Statistical analysis

SPSS 19.0 statistical software (IBM Corp., Armonk, NY, USA) was used for data analysis[31]. Numerical variables are expressed as the mean ± standard deviation. Qualitative variables are described by absolute values of cases in different groups. Statistical significance between the quantitative variables was assessed by X2 tests, corrected by Yates or Fisher if necessary. Student’s t-tests were performed to evaluate data that followed a normal distribution. P < 0.05 was considered statistically significant differences.

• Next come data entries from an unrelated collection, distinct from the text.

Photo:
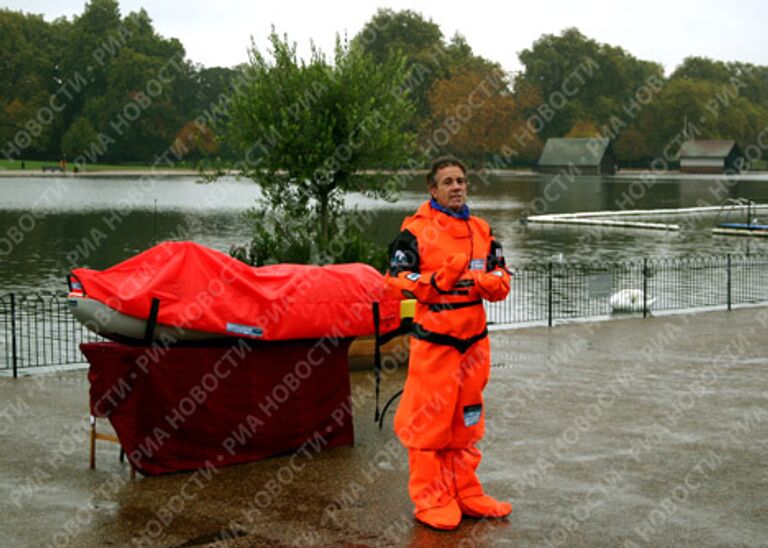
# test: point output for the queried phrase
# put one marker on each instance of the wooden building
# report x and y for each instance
(709, 156)
(588, 156)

Two-sample t-tests corrected for subject age, gender and total intracranial volume were used for VBM-MRI comparisons between groups[7]. Significant differences between groups were indicated when P < 0.001 (false discovery rate corrected). Only sets with more than 50 voxels were considered statistically significant brain regions. The t-test results are superimposed on the template of the T1 structural image, and the results are presented by the xjView software (version 9.6, https://www.alivelearn.net/xjView).

Ethics approval

The present study was approved by the Medical Ethics Committee of Peking University People’s Hospital. All methods were carried out in accordance with relevant guidelines and regulations.

Consent to participate

All patients provided written informed consent to participate.

Consent for publication

The study participants provided their consent for the publication of any data/associated images.